Usecase (II) HDF5 Raw data operations: – Chunking data in file is a key optimization HDF5 uses for parallel I/O. – If HDF5 can detect a pattern in the way chunks are accessed, we can pre-fetch those chunks from disk. – Asynchronous I/O operations would hide the cost of I/O operations. Chunk cache for writes (currently disabled for parallel HDF5): – Similar concept to the metadata cache
New Routines MPI_File_iread_all (MPI_File fh, void *buf, int count, MPI_Datatype type, MPI_Request *req); MPI_File_iwrite_all (MPI_File fh, void *buf, int count, MPI_Datatype type, MPI_Request *req); MPI_File_iread_at_all (MPI_File fh, MPI_Offset offset, void *buf, int count, MPI_Datatype type, MPI_Request *req); MPI_File_iwrite_at_all (MPI_File fh, MPI_Offset offset, void *buf, int count, MPI_Datatype type, MPI_Request *req); Ordered read/write (add non blocking or deprecate ordered) Deprecate split collectives Straw Vote: 22 - 0 - 0
Challenges Major difference between collective communication and collective I/O operations: – Each process is allowed to provide different volumes of data to a collective I/O operation, without having knowledge on the data volumes provided by other processes. Collective I/O algorithms do aggregation.
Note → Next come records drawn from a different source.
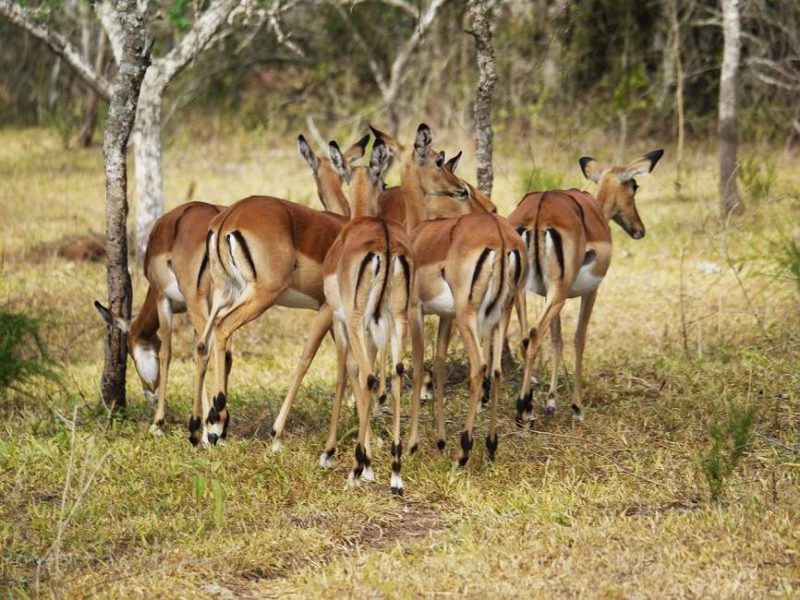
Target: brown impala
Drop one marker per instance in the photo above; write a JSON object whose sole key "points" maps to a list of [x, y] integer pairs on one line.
{"points": [[569, 254]]}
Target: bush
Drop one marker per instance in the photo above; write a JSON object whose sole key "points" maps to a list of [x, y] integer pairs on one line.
{"points": [[540, 180], [729, 440], [22, 353], [789, 259]]}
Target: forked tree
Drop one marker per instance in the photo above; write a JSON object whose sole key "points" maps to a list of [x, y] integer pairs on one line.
{"points": [[730, 202], [134, 59]]}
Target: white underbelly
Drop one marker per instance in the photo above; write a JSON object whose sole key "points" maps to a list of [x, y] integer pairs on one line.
{"points": [[585, 282], [442, 304]]}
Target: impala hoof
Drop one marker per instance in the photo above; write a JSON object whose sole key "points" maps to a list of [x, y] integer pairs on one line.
{"points": [[396, 484], [326, 460]]}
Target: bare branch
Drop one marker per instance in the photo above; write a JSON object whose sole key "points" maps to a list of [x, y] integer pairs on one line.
{"points": [[108, 19], [60, 45]]}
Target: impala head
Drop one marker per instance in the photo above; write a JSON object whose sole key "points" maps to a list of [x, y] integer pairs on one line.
{"points": [[425, 167], [617, 189], [329, 180], [367, 181], [143, 351]]}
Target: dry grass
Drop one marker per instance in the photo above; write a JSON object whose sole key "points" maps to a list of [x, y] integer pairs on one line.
{"points": [[615, 508]]}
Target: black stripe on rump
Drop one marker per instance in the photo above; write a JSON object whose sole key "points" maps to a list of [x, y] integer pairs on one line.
{"points": [[361, 268], [406, 273], [478, 267], [377, 315], [556, 237]]}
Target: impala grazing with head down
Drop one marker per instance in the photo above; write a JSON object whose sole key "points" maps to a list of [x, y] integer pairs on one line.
{"points": [[175, 265], [569, 252]]}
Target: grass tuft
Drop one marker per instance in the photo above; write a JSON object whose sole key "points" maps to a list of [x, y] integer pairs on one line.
{"points": [[729, 441]]}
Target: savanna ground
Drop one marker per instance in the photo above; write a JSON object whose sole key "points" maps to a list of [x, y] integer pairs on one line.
{"points": [[694, 324]]}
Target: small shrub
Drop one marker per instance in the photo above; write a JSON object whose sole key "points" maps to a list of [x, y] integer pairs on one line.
{"points": [[539, 180], [729, 440], [22, 353], [757, 175]]}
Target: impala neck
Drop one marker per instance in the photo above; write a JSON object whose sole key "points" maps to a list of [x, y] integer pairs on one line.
{"points": [[413, 194], [145, 326], [364, 194]]}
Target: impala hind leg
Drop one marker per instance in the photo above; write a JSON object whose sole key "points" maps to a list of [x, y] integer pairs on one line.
{"points": [[553, 305], [164, 358], [478, 373], [439, 371], [326, 458], [587, 304], [498, 339], [245, 310], [557, 343], [416, 333], [319, 328]]}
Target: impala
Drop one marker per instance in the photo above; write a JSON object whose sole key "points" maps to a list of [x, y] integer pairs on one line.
{"points": [[368, 273], [176, 268], [263, 251], [569, 254], [468, 270]]}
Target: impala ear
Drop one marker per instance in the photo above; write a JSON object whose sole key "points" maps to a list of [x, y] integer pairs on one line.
{"points": [[338, 161], [452, 164], [641, 166], [591, 168], [395, 146], [423, 143], [308, 153], [356, 152], [379, 161], [111, 320]]}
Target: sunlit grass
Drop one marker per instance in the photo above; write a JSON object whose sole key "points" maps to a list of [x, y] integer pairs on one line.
{"points": [[616, 507]]}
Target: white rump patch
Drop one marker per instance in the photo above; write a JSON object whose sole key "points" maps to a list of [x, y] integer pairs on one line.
{"points": [[396, 482], [325, 461], [443, 304], [146, 363], [585, 282], [172, 290]]}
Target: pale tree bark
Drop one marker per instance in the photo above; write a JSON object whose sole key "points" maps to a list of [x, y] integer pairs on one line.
{"points": [[391, 86], [93, 44], [119, 123], [726, 124], [487, 76], [147, 136]]}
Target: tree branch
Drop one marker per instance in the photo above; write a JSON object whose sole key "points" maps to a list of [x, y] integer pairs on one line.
{"points": [[60, 45]]}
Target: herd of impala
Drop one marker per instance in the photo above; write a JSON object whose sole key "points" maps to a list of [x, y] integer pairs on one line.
{"points": [[372, 266]]}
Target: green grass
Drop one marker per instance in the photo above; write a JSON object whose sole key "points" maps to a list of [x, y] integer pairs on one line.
{"points": [[616, 507]]}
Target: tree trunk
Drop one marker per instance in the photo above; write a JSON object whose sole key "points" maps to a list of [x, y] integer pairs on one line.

Implementation Need non-blocking collective communication Integrate with the progress engine – Test/Wait on the request like other non-blocking operations – Explicit or Implicit progress? Different collective I/O algorithms
Implementation A recent implementation was done within an Open MPI specific I/O library (OMPIO) and uses LibNBC: – leverages the same concept of a schedule for non blocking collective communication operations – work is still at preliminary stages so a large scale evaluation is not available – done at PSTL at the University of Houston (Edgar Gabriel) in collaboration with Torsten – paper accepted at EuroMPI 2011: Design and Evaluation of Nonblocking Collective I/O Operations
Other MPI I/O Operations Several MPI I/O functions are considered expensive other than read/write functions: – Open/Close – Sync – Set view – Set/Get size It would be valuable to have non-blocking versions of some of those functions too.
Usecases Applications that open a file but don’t touch the file until a certain amount of computation has been done – Cost of opening a file will be hidden Non-blocking sync would also provide great advantages in case we flush data items to disk before we go do computation. The intention is to hide the cost (whenever possible) of all the expensive MPI I/O operations.
Conclusion The need for non-blocking collective I/O is fairly high. Implementation is the non-easy part. Performance benefits can be substantial. Users would also benefit from non-blocking versions of some MPI I/O operations that are considered fairly time consuming.